From alex.buckley at oracle.com  Tue Sep 22 17:41:37 2020
From: alex.buckley at oracle.com (Alex Buckley)
Date: Tue, 22 Sep 2020 10:41:37 -0700
Subject: Identifier Ignorable characters in keywords and literals
In-Reply-To: <CAMJX6f7OuKjqE7jaAiCCCnZEgc0sSt7HUPZizAnY0kuHk6R5hA@mail.gmail.com>
References: <CAMJX6f7OuKjqE7jaAiCCCnZEgc0sSt7HUPZizAnY0kuHk6R5hA@mail.gmail.com>
Message-ID: <087b829b-7568-6845-7d5c-64bf4d5fd064@oracle.com>

// Adding Dan explicitly

On 9/21/2020 10:39 PM, Pravin Jain wrote:
> The following code compiles and executes successfully.
> 
> public cl\u0001ass Identifier\u0002Ignorable {
>      public sta\u0003tic vo\u0004id ma\u0005in(String[] args) {
>          System.out.println("Hello world");
>      }
> }
> 
> The JLS mentions about the use of Identifier-Ignorable characters
> being allowed in an Identifier, but using those in a keyword, or
> literal has not been mentioned.

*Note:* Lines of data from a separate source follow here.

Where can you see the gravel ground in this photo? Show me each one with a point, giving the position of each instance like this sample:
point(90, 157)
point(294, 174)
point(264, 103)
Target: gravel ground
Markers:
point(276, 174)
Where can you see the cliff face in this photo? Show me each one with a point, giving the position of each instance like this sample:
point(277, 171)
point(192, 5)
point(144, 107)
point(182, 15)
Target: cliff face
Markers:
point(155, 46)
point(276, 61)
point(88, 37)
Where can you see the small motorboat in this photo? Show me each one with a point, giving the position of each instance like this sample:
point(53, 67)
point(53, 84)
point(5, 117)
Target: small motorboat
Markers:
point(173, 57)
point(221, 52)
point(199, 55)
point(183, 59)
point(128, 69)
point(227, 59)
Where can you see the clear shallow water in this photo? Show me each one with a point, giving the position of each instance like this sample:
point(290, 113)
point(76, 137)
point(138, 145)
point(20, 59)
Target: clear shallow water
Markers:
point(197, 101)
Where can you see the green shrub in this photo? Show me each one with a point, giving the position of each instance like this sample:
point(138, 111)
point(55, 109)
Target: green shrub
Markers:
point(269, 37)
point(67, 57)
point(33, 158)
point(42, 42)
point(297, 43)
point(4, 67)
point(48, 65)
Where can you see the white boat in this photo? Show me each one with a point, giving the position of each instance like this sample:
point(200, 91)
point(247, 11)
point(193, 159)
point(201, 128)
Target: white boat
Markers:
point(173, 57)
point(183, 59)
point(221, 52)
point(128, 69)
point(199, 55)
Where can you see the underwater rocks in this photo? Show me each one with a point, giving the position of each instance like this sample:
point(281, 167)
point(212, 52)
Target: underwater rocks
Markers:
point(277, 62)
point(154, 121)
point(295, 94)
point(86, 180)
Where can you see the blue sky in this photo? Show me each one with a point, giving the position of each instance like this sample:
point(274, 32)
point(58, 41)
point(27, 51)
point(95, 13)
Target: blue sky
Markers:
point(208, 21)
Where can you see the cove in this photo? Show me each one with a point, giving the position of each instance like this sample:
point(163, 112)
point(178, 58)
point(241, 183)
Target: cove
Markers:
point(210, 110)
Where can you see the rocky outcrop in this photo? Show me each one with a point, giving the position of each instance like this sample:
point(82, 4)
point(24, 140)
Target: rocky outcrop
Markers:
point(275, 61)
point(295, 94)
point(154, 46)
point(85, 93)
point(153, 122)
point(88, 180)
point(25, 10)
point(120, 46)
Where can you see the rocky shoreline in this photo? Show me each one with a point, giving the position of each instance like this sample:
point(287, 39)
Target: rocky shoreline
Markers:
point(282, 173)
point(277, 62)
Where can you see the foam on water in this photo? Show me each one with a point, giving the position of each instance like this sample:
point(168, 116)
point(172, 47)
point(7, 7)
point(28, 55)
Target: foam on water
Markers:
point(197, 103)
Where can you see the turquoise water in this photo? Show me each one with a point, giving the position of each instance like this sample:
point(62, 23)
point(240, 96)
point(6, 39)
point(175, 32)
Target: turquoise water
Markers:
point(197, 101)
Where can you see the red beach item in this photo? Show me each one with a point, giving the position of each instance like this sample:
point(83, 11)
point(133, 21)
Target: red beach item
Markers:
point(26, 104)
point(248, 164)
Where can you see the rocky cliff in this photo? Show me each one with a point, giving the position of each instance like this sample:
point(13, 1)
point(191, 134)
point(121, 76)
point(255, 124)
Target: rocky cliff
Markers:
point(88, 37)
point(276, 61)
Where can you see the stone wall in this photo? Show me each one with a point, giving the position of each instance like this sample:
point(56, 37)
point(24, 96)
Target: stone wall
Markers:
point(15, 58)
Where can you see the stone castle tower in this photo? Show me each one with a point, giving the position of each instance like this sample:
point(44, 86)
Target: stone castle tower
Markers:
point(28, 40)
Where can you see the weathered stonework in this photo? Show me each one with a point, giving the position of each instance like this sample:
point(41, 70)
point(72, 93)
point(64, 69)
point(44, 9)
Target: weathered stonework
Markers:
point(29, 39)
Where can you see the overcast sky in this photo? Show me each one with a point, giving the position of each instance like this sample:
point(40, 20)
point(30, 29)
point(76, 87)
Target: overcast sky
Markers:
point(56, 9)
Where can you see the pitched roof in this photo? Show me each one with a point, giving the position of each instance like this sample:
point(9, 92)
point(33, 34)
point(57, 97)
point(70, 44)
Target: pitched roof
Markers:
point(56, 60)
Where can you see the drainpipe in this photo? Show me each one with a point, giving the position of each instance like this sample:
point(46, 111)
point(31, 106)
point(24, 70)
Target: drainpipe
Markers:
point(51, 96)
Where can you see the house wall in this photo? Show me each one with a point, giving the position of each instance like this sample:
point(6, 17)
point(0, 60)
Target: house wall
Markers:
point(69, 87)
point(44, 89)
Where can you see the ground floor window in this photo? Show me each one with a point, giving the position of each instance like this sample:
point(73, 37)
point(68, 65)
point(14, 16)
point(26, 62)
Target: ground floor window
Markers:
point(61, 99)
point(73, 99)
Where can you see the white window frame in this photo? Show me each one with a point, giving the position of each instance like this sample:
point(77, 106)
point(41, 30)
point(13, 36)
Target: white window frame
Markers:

From the specification, one does not
> gather that these characters will be ignored when used inside a
> keyword or a literal.y Is this error of compiler or the JLS has missed
> to clarify this point?

It would be legitimate for JLS 3.3 to acknowledge that some `\uxxxx` 
Unicode escapes represent UTF-16 code units which denote "ignorable" 
code points; such UTF-16 code units are _not_ included in the sequence 
of Unicode input characters resulting from this translation step.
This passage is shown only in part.